Zeng Chi, Li Jialing, Habibi Abbas
Xinyang Vocational and Technical College, Xinyang, 464000, Henan, China.
School of Artificial Intellegence, Chongqing Youth Vocational & Technical College, Chongqing, 401320, China.
Sci Rep. 2025 Jul 18;15(1):26158. doi: 10.1038/s41598-025-08703-x.
Effective speech emotion recognition (SER) poses a significant challenge due to the intricate and subjective nature of human emotions. Recognizing emotional states accurately from speech signals has a broad spectrum of practical applications, such as healthcare, human-computer interaction, and social robotics. This study introduces an innovative approach that merges deep learning with metaheuristic algorithms to boost the efficiency of SER systems. Specifically, a stacked autoencoder (SAE) serves as the primary model, and its performance is fine-tuned using a nature-inspired hybrid algorithm that combines particle swarm optimization (PSO) with Grass Fibrous Root Optimization (GFRO). The proposed model adeptly extracts spectral and pitch features from speech signals, encompassing spectral crest, spectral entropy, spectral flux, and harmonic ratio, to capture emotional cues effectively. The model's performance is evaluated on a standard emotion recognition dataset, comparing with some state-of-the-art models, including Convolutional Neural Network (CNN), Support Vector Machine (SVM), Deep Learning (DL), CNN and Iterative Neighborhood Component Analysis (CNN/INCA), VGG-16 achieving high accuracy in identifying various emotional states.

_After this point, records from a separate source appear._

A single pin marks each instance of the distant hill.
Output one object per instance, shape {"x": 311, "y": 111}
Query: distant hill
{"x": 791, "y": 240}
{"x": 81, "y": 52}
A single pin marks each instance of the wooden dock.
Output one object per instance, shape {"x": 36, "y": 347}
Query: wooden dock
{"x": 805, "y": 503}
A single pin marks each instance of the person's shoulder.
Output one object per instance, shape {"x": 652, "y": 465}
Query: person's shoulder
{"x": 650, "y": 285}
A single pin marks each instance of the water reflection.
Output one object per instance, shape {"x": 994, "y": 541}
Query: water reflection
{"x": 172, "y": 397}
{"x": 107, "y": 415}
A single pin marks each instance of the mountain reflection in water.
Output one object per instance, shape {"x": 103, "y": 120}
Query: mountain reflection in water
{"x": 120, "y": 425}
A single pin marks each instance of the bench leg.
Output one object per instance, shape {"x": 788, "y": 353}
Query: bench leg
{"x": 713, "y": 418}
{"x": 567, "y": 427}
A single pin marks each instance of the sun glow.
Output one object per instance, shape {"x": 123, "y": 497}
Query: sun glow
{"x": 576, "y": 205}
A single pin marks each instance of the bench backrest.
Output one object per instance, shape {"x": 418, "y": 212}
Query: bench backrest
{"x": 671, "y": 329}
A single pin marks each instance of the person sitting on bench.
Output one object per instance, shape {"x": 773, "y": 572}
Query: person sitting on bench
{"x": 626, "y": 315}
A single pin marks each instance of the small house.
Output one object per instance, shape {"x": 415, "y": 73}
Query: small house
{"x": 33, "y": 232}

由于人类情感的复杂性和主观性,有效的语音情感识别(SER)面临着重大挑战。从语音信号中准确识别情绪状态具有广泛的实际应用,如医疗保健、人机交互和社会机器人技术。本研究引入了一种创新方法,将深度学习与元启发式算法相结合,以提高SER系统的效率。具体而言,堆叠自动编码器(SAE)作为主要模型,其性能通过一种受自然启发的混合算法进行微调,该算法将粒子群优化(PSO)与草纤维根优化(GFRO)相结合。所提出的模型能够有效地从语音信号中提取频谱和音高特征,包括频谱峰值、频谱熵、频谱通量和谐波比,以有效捕捉情感线索。该模型的性能在一个标准的情感识别数据集上进行评估,并与一些先进模型进行比较,包括卷积神经网络(CNN)、支持向量机(SVM)、深度学习(DL)、CNN和迭代邻域成分分析(CNN/INCA)、VGG-16,在识别各种情绪状态方面取得了高精度。